Dimanche soir, j’ai regardé Public sur TF1. L’émission s’annonçait comme le premier match télévisé des élections européennes: l’ouverture du placard parisien vers le grand air du continent. Résultat: un débat raté sur toute la ligne. En matière d’Europe, les deux rivaux, Nicolas Sarkozy et François Hollande, ont surtout parlé d’impôts (français), de chômage (français) et de taxe (française) sur la valeur ajoutée (de la France).
Michel Field a bien essayé de les interroger sur la guerre et sur l’Europe de la défense, mais rien n’y a fait: les deux têtes de liste ont continué, obstinément, à s’envoyer des pourcentages et des chiffres de politique intérieure. Avec, ici et là, quelques terribles moments d’humiliation pour François Hollande, comme ce formidable acte manqué: «Le projet européen a commencé avec la paix, et la paix, elle est là», a lâché le socialiste, brusquement effaré par l’énormité de son propos.

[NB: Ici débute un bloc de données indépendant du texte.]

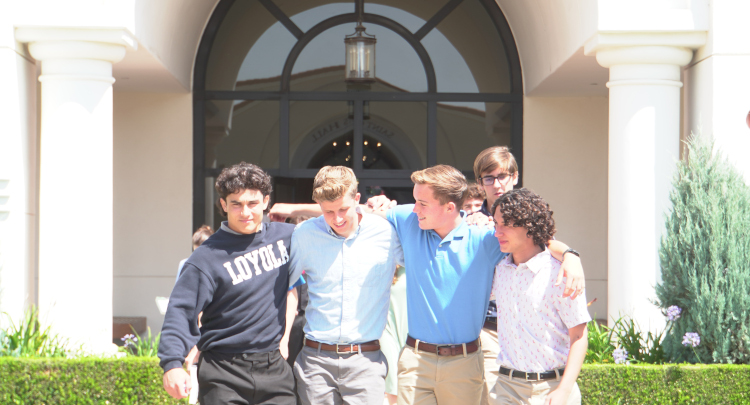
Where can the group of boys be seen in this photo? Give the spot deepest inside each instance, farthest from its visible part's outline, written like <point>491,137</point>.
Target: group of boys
<point>242,278</point>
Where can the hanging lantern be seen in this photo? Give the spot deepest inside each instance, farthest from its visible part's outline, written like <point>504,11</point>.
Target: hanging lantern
<point>360,56</point>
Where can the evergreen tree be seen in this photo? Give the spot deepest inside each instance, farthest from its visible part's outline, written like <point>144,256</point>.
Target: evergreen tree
<point>705,259</point>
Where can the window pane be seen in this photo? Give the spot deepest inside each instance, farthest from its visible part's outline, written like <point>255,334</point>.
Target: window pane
<point>249,50</point>
<point>309,13</point>
<point>238,130</point>
<point>397,133</point>
<point>320,66</point>
<point>467,52</point>
<point>313,128</point>
<point>465,129</point>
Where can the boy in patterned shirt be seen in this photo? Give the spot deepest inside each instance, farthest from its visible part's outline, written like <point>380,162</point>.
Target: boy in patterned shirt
<point>544,337</point>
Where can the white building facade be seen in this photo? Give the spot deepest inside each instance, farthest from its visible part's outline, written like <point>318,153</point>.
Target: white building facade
<point>117,116</point>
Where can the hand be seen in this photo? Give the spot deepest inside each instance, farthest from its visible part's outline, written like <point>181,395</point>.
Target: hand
<point>284,348</point>
<point>177,383</point>
<point>380,203</point>
<point>280,212</point>
<point>192,357</point>
<point>557,397</point>
<point>479,219</point>
<point>572,269</point>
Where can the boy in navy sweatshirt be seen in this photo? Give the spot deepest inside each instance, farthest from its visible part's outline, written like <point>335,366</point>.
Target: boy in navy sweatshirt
<point>240,278</point>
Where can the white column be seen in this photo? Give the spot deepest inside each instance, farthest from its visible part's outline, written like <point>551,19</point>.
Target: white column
<point>75,191</point>
<point>18,152</point>
<point>644,133</point>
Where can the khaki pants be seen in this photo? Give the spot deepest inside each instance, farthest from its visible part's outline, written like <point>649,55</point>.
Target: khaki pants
<point>490,349</point>
<point>514,391</point>
<point>428,379</point>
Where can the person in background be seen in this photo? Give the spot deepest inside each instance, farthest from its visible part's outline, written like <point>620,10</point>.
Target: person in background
<point>394,335</point>
<point>199,237</point>
<point>543,340</point>
<point>474,199</point>
<point>297,334</point>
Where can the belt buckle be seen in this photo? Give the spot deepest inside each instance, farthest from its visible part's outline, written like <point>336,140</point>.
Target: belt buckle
<point>351,349</point>
<point>437,348</point>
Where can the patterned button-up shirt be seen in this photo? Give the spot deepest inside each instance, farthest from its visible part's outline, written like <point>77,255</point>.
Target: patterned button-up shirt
<point>349,279</point>
<point>533,318</point>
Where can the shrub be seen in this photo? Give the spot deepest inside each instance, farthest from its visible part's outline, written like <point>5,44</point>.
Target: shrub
<point>29,339</point>
<point>606,344</point>
<point>130,380</point>
<point>135,345</point>
<point>705,259</point>
<point>669,384</point>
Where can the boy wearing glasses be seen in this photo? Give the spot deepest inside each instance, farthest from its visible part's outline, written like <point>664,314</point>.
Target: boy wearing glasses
<point>496,172</point>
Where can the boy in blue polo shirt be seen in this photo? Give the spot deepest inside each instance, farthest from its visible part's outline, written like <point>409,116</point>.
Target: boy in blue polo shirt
<point>449,266</point>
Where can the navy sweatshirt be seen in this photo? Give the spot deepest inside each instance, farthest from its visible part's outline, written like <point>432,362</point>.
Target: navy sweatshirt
<point>240,282</point>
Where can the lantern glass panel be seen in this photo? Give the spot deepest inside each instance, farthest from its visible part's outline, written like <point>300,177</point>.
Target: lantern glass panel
<point>360,59</point>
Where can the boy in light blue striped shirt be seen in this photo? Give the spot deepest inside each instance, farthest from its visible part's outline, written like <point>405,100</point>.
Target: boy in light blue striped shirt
<point>349,258</point>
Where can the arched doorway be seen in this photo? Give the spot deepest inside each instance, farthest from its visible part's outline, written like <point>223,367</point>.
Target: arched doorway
<point>269,89</point>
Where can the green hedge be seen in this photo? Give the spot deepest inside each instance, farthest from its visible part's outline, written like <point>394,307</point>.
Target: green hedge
<point>137,380</point>
<point>667,384</point>
<point>130,380</point>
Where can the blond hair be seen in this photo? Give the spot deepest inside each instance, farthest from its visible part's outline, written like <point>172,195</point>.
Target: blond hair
<point>332,182</point>
<point>448,184</point>
<point>493,158</point>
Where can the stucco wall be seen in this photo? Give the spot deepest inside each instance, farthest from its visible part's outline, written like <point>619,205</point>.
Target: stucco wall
<point>717,83</point>
<point>565,161</point>
<point>152,198</point>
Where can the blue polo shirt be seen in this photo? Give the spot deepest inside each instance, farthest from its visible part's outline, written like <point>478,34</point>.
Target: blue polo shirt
<point>449,279</point>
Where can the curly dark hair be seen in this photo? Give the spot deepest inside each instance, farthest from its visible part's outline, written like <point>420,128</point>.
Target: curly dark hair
<point>522,207</point>
<point>242,176</point>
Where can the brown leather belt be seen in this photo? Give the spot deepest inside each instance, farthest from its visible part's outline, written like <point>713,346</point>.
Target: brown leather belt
<point>353,348</point>
<point>547,375</point>
<point>443,350</point>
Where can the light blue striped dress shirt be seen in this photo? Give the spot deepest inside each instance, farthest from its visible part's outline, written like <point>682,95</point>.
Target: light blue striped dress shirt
<point>349,279</point>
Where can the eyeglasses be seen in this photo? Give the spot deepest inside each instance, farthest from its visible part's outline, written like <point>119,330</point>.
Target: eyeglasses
<point>490,180</point>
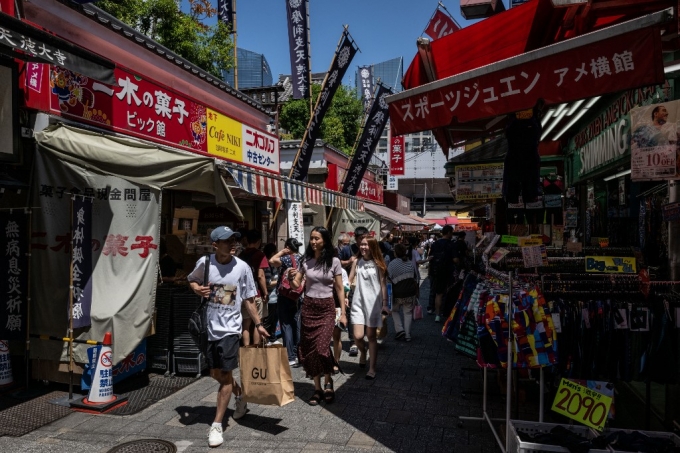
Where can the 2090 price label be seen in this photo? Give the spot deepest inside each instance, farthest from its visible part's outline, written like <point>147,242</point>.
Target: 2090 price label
<point>582,404</point>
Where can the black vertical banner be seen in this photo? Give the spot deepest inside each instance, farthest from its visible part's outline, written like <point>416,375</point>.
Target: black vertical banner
<point>341,61</point>
<point>14,265</point>
<point>375,123</point>
<point>366,84</point>
<point>298,42</point>
<point>81,261</point>
<point>225,12</point>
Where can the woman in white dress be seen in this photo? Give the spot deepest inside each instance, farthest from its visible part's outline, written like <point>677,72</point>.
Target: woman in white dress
<point>369,300</point>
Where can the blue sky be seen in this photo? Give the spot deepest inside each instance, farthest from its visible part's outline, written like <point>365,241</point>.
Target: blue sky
<point>382,29</point>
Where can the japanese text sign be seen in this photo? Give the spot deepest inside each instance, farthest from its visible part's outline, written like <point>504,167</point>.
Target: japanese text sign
<point>373,128</point>
<point>81,261</point>
<point>611,264</point>
<point>582,404</point>
<point>14,265</point>
<point>629,60</point>
<point>397,156</point>
<point>341,61</point>
<point>231,140</point>
<point>297,12</point>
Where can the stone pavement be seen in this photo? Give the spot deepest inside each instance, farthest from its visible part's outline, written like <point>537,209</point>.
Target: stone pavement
<point>412,405</point>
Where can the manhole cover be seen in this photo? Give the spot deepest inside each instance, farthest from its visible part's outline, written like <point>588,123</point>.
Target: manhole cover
<point>145,446</point>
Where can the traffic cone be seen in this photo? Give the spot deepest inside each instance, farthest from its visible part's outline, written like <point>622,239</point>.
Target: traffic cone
<point>101,397</point>
<point>6,378</point>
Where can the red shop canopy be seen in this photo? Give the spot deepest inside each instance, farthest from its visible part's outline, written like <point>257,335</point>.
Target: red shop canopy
<point>475,102</point>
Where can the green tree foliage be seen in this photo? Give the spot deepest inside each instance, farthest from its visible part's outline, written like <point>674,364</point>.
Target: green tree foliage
<point>341,124</point>
<point>208,47</point>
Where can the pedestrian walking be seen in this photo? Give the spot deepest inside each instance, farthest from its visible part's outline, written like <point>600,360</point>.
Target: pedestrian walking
<point>369,300</point>
<point>288,308</point>
<point>405,290</point>
<point>230,287</point>
<point>322,272</point>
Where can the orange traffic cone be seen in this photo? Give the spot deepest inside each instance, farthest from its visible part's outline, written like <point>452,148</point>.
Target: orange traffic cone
<point>101,397</point>
<point>6,378</point>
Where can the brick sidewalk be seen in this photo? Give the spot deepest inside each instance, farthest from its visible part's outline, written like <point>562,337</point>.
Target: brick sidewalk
<point>411,406</point>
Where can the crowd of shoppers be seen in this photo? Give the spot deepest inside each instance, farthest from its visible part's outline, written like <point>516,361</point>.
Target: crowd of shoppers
<point>342,287</point>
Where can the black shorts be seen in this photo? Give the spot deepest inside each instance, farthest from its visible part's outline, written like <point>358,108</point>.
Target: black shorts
<point>223,354</point>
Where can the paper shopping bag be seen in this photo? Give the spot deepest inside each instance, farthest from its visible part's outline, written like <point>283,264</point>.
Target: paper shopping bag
<point>265,375</point>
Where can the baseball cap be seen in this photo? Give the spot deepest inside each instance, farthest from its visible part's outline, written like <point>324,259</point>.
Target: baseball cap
<point>222,233</point>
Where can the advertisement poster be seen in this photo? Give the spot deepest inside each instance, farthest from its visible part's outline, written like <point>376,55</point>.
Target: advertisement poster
<point>654,141</point>
<point>479,182</point>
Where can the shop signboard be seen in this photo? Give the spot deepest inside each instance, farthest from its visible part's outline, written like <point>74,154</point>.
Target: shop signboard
<point>370,190</point>
<point>611,264</point>
<point>237,142</point>
<point>397,156</point>
<point>653,142</point>
<point>479,182</point>
<point>582,404</point>
<point>139,107</point>
<point>605,140</point>
<point>392,182</point>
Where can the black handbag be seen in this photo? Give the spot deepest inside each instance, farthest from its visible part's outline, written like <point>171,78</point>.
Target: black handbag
<point>198,321</point>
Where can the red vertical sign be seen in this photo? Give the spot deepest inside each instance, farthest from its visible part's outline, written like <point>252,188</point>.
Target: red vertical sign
<point>397,165</point>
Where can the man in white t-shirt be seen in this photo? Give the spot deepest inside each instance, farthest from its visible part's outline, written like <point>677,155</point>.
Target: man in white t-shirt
<point>230,285</point>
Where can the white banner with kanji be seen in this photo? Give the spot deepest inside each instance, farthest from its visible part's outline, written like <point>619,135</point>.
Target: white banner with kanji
<point>125,238</point>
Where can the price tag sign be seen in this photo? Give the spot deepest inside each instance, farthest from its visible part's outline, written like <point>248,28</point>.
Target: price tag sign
<point>582,404</point>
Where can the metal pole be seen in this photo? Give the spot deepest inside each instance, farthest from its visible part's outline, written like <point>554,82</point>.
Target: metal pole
<point>508,384</point>
<point>70,313</point>
<point>235,50</point>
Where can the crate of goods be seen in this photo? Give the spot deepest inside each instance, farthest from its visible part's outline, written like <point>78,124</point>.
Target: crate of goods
<point>671,441</point>
<point>516,445</point>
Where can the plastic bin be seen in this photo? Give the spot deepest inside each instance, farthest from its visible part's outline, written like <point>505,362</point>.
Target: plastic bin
<point>518,446</point>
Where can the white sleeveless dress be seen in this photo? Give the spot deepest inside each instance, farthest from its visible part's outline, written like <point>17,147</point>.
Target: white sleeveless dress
<point>367,299</point>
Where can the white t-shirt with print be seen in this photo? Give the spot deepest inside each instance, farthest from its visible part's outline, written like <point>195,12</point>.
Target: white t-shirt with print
<point>229,284</point>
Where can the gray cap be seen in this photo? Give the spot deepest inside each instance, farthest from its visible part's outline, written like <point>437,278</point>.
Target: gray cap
<point>223,233</point>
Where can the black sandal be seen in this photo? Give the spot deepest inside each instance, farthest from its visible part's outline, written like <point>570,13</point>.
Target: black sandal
<point>329,393</point>
<point>316,398</point>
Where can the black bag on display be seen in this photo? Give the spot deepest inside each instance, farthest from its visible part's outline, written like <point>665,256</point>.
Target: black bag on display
<point>198,321</point>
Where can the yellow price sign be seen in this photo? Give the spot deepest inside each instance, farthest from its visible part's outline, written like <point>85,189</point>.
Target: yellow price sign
<point>582,404</point>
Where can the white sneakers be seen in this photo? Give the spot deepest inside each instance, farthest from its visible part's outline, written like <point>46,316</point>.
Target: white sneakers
<point>240,408</point>
<point>215,438</point>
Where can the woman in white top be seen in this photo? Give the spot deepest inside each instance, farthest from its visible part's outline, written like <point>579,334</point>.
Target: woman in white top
<point>369,300</point>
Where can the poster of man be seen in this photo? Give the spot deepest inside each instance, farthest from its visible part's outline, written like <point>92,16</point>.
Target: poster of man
<point>654,141</point>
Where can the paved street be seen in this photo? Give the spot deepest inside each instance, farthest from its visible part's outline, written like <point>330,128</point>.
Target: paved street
<point>412,405</point>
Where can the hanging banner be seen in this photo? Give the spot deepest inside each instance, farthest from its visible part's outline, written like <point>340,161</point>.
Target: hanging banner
<point>375,123</point>
<point>397,156</point>
<point>81,261</point>
<point>346,221</point>
<point>14,269</point>
<point>563,74</point>
<point>366,84</point>
<point>441,25</point>
<point>124,247</point>
<point>611,264</point>
<point>654,141</point>
<point>225,13</point>
<point>341,61</point>
<point>479,182</point>
<point>297,12</point>
<point>295,224</point>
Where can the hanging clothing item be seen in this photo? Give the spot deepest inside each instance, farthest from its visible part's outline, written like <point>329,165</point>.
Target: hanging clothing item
<point>521,173</point>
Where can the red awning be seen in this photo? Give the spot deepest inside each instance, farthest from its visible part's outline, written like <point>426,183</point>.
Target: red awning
<point>474,103</point>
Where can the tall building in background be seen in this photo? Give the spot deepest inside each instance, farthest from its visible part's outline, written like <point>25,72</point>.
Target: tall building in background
<point>389,72</point>
<point>253,70</point>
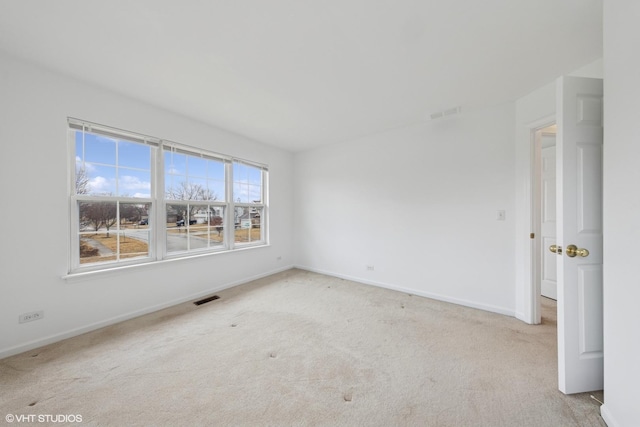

Son adversaire a préféré ne pas relever. Il attendait le moment judicieux pour asséner ses uppercuts favoris, tels que «en matière de mauvaise foi, on fait difficilement pire», «tout cela, c’est du blabla», ou mieux encore: «c’est un raisonnement d’énarque», sur le ton de l’insulte.
Hollande encaissait tant bien que mal. Mais quand Sarkozy s’est moqué des aides à l’emploi du gouvernement Jospin, de ces jeunes gens engagés en tant qu’«agents d’ambiance» dans l’administration, le socialiste semblait sérieusement gêné. Se sentait-il visé?
Sur le plan de la rhétorique, Sarkozy avait plusieurs longueurs d’avance: «C’est du fanatisme, vous taxez tout ce qui bouge: vous créez des impôts pour punir ceux qui réussissent!» A ces slogans expéditifs, François Hollande n’opposait qu’un discours complexe et confus, gorgé de formules comme «j’ai l’honneur de croire» et «j’ai la faiblesse de penser». Nul.
La tête de liste socialiste a évidemment tenté de se placer sous le patronnage de la nouvelle gauche européenne, en prononçant les noms de Blair et de Schröder comme des incantations. «Mais les programmes des socialistes allemands et anglais sont beaucoup plus modernes que les vôtres!», a rétorqué son adversaire, qui n’avait pas tort.
C’est à ce moment, pourtant, que François Hollande a réussi à relever la tête. Il a rappelé que les socialistes européens formaient un groupe parlementaire, et que son parti s’inscrivait dans une résonnance continentale, contrairement au RPR isolé de Nicolas Sarkozy.
Mais cet argument n’a pas vraiment fait mouche: le débat a très vite repris des dimensions hexagonales. Le petit sec et le gros mou savent bien que ce n’est pas avec des arguments européens que l’on gagne des élections européennes.